MATLAB: Interpolate non monotonic and repetitive sperimental data

esperimental datainterpolationmonotonicscattered data

Hi, I have a matrix of experimental points like this
360,795727281504 361,650330617608 361,650330617608 362,642755698073 363,288968788277 364,054221131940 364,054221131940 364,054221131940 364,054221131940 364,054221131940 364,054221131940 365,288499105590 366,191936918042 366,676715118651 366,676715118651
0,588235294117647 0,584313725490196 0,584313725490196 0,580392156862745 0,584313725490196 0,584313725490196 0,584313725490196 0,584313725490196 0,588235294117647 0,588235294117647 0,588235294117647 0,596078431372549 0,592156862745098 0,588235294117647 0,588235294117647
X value –> 1st row | Y value –> 2nd row
I'd like to interpolate this points, note that sometime X or Y value could repeat.
Thanks !

Best Answer

This is not a question about interpolation. Why not?
What is interpolation? It involves finding a curve that passes EXACTLY through the data points.
You clearly don't want to do that.
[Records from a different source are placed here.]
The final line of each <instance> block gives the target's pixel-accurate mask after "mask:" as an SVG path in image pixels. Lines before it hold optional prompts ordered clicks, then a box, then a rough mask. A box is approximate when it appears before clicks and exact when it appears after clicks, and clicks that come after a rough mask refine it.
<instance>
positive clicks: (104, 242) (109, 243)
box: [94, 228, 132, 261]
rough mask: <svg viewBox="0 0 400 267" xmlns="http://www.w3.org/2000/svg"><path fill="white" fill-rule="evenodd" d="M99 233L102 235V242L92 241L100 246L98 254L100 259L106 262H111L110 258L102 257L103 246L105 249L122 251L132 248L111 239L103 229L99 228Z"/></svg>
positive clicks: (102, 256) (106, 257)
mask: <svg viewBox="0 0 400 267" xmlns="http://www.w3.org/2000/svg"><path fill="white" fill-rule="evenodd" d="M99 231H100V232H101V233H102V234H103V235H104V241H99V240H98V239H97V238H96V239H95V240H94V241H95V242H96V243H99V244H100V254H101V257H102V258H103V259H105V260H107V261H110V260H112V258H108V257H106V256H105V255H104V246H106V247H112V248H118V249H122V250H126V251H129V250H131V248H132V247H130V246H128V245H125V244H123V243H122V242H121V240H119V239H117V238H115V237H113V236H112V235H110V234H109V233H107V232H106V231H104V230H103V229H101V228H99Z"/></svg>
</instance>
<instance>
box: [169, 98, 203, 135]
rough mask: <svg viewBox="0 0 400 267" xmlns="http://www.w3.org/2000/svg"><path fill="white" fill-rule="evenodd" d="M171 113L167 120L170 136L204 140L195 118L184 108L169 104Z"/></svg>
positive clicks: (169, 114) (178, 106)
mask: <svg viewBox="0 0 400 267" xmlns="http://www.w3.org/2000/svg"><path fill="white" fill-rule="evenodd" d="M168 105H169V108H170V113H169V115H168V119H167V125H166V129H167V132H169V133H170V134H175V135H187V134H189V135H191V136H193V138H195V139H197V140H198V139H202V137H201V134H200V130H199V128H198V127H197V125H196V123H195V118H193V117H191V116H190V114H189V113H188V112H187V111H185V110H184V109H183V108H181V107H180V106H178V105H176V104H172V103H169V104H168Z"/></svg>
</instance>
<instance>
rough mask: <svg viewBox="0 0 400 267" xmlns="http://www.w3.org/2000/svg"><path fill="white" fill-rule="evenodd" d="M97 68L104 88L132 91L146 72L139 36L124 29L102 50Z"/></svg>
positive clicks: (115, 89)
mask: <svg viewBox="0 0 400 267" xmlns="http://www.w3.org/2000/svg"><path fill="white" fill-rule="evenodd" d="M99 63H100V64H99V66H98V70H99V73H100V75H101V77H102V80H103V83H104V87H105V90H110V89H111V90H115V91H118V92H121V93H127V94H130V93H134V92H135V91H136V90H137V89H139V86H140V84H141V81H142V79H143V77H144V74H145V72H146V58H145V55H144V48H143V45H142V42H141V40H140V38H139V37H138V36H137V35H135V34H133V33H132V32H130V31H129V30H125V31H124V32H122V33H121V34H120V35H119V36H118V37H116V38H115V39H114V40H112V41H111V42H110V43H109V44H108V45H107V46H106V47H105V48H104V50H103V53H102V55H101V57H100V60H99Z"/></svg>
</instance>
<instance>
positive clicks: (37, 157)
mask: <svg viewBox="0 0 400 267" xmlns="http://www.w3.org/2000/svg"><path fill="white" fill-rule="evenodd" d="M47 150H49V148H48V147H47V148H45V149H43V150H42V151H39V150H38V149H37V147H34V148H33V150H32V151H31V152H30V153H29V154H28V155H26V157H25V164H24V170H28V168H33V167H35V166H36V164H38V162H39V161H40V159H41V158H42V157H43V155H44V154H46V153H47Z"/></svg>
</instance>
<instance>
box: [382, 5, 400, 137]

But you are trying to use tools for interpolation, thus spline, interp1, etc.
You want to do smoothing and approximation. Since you have no model for this process, at best, you need to use a tool for spline smoothing of some sort. Polynomial curve fitting is a really BAD idea here, because you would need a really high order polynomial for the fit.
A good tool for this purpose would be my SLM Toolbox. There are many options. But given this very small set of rather noisy data, I tried this:
spl = slmengine(x,y,'plot','on','reg','cross');
which seems to be as much as it is worth.
You can download it from the File Exchange.
Now that you have uploaded your data,
mdl = slmengine(x,y,'plot','on','knots',100,'maxvalue',1);
If I now look more carefully at just the first section that seems fairly linear, there are a couple of things I see.
First, the curve seems to have a periodic behavior, that the spline wanted to follow. You can either smooth that out, treating it as noise, or you can chase it as I allowed the spline to do here.
Next, I see that your data appears to be quantized. So rather than random noise, you have a process that takes on only discrete levels. I'm not sure this really matters too much in context though.